Over the past month I have been watching a lot of baseball. For the record, I always watch baseball in October and usually watch the teams that I follow go down, one by one. This year was extra exciting due to the participation of my hometown Toronto Blue Jays, which meant that I got to root for a team I actually cared about as opposed to teams that weren’t the Yankees, which is what I have done for the last 20 year or so.
I like baseball for a bunch of reasons, but as a self-described data nerd, one of the key reasons was that baseball was the first sport to really embrace the use of data and statistics.

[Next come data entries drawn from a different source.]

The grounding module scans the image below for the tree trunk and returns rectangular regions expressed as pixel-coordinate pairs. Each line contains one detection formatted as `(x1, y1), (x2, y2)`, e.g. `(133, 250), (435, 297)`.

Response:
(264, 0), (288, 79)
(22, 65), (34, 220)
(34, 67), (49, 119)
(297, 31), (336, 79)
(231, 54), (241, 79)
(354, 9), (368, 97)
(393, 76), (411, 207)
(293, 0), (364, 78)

I’m not talking about Bill James, but rather the fact that information is available about the batting averages of Babe Ruth and Ty Cobb and pitching stats for Cy Young and Christy Mathewson creates a continuity of information through the last 100 years and dates back to a time when those things were calculated by hand.

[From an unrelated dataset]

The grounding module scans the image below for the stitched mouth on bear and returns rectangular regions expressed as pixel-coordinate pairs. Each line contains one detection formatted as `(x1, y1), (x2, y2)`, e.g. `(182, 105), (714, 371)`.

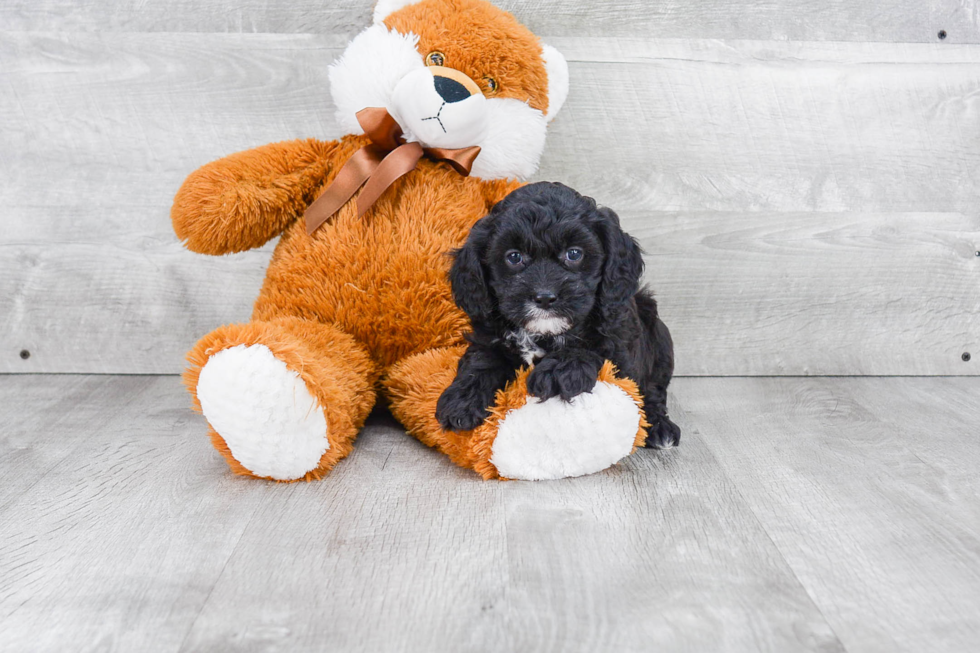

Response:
(422, 101), (446, 134)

As I watched games, I was both impressed and unsatisfied by the quantity and quality of data that was provided during the broadcast. The problem with providing people with information is that they want even more information…
First, the things I liked. I am always impressed how each network that shows games is able to provide a compact but complex graphic in one corner of my screen that tells me the inning, score, outs, base runners, current count to the batter, number of pitches thrown, speed of the pitch and even the pitcher and batter’s names. I love when I get multiple views of the strike zone – front, side, top – to see where the pitch really was. (I’m a couch home plate umpire, calling strikes when I see them that way, so always nice to see that I was right in my call.) I like the stats that come up when the batter comes up so I can see their hits and RBIs and homers and strikeouts. There can also be fancy decompositions of their stats – results in the latter part of the season, or with runners in scoring position that give me some sense of how well they are currently playing or how they play under pressure.
So what could I possibly be missing? I’d like to know what part of the field each batter hits to, with what frequency and how many bases they got. I’d like to know what kind of pitches have been thrown – 2 or 4 seam fastballs, curves, sliders, and so on – how many, actual vs. intended location, how many have been strikes and balls by pitch type. But even with all that, there is still the undefined, unmeasurable things that make playoff ball so exciting – the young pitcher throwing a great game despite never being in the playoffs before, the average hitter having an all-star series, or the experienced veteran hitting a ball so purely that as soon as he hits it, everyone watching knows, absolutely knows, that it’s a home run.
What stats could ever predict that? Which is why, every October, this data nerd continues to watch as many games as I can.